PyTorch Memory Deep Dive: view, reshape, transpose, permute and the Contiguity Puzzle

A practical deep dive into how PyTorch tensors use storage, stride, views and contiguity.

Posted Mar 20, 2026 Updated Mar 20, 2026

By Rohit Singh

8 min read

PyTorch Memory Deep Dive: `view`, `reshape`, `transpose`, `permute` and the Contiguity Puzzle 🧠

If you use PyTorch long enough, you will eventually hit one of these:

RuntimeError: view size is not compatible with input tensor's size and stride
A silent copy created by reshape()
A kernel running slower after permute() or transpose()

At first sight, these APIs look very similar because all of them seem to “rearrange” a tensor. But internally they are doing very different things. The key to understanding them is to understand three ideas:

Storage: the underlying 1D memory buffer.
Size: the logical shape of the tensor.
Stride: how PyTorch walks memory when you move along each dimension.

Once these are clear, the contiguity puzzle becomes much easier.

📦 Tensor Memory Model

Let us start with a simple tensor:

  
import torch

x = torch.arange(12)
x = x.view(3, 4)

print(x)
print("size:", x.size())
print("stride:", x.stride())
print("storage_offset:", x.storage_offset())
print("is_contiguous:", x.is_contiguous())

Output:

  
tensor([[ 0,  1,  2,  3],
        [ 4,  5,  6,  7],
        [ 8,  9, 10, 11]])
size: torch.Size([3, 4])
stride: (4, 1)
storage_offset: 0
is_contiguous: True

The stride (4, 1) means:

Move by 1 element in memory when advancing along columns.
Move by 4 elements in memory when advancing along rows.

This is a standard row-major contiguous layout.

For a contiguous 2D tensor with shape (3, 4), the element x[i, j] lives at:

  
address = storage_offset + i * 4 + j * 1

So a tensor is not just its values.

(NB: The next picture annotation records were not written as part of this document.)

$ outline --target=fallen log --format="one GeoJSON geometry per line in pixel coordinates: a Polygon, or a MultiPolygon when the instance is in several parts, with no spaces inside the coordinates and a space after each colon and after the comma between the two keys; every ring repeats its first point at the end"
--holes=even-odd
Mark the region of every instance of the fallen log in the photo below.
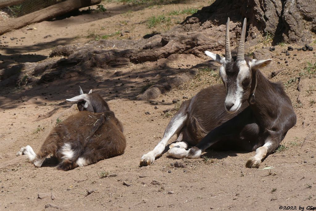
{"type": "Polygon", "coordinates": [[[67,0],[18,18],[5,21],[0,25],[0,35],[82,7],[97,4],[101,1],[101,0],[67,0]]]}

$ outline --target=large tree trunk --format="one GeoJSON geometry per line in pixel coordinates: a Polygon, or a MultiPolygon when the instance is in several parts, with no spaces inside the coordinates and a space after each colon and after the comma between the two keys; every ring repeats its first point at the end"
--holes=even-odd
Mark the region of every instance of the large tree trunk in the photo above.
{"type": "Polygon", "coordinates": [[[0,26],[0,35],[82,7],[97,4],[101,2],[101,0],[67,0],[18,18],[3,21],[0,26]]]}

It is really:

a storage buffer
a shape
a stride
an optional storage offset

Most memory-layout confusion comes from changing one of these without changing the others.

👀 What is a View?

A view is another tensor object that looks at the same underlying storage.

  
x = torch.arange(12).view(3, 4)
y = x.view(2, 6)

print(x.data_ptr() == y.data_ptr())

This prints True, meaning both tensors share the same storage.

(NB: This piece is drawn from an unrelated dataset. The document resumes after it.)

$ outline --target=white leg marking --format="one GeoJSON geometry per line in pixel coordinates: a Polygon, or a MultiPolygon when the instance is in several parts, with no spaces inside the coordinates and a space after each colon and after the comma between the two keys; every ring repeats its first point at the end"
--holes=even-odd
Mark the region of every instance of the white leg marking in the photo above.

If you modify one, the other also reflects the change:

  
y[0, 0] = 100
print(x)

No data was copied here. Only the metadata changed.

This is why views are cheap and memory efficient.

🔧 `view()`: Fast but Strict

view() only works when PyTorch can reinterpret the same storage with a new shape without changing the physical memory order.

  
x = torch.arange(12).view(3, 4)
y = x.view(2, 6)   # works

This works because x is contiguous and the new shape is compatible with its existing stride pattern.

Now look at this:

  
x = torch.arange(12).view(3, 4)
t = x.transpose(0, 1)
print(t.size())      # torch.Size([4, 3])
print(t.stride())    # (1, 4)
print(t.is_contiguous())  # False

t.view(2, 6)         # RuntimeError

Why does it fail? Because transpose() changed how indices map to memory. The tensor t is still a view, but it is no longer contiguous in the standard row-major sense. view() is strict and refuses to pretend the memory is laid out differently than it really is.

In short:

view() never rearranges data.
view() only changes metadata.
view() requires shape and stride compatibility.

🔄 `reshape()`: Flexible but Not Predictable

reshape() is usually what you want in user code when you are not sure whether the tensor is contiguous.

  
x = torch.arange(12).view(3, 4)
t = x.transpose(0, 1)
r = t.reshape(2, 6)

print(r.shape)
print(r.is_contiguous())

reshape() tries to return a view when possible. If that is not possible, it makes a copy.

That is why reshape() is convenient, but there is an important caveat:

Do not write code that depends on whether reshape() returned a view or a copy.

This matters for both memory usage and performance. Two calls that look identical at the Python level may behave differently depending on the tensor layout they receive.

Good mental model:

view() = “I require a view”
reshape() = “Give me this shape, use a view if you can”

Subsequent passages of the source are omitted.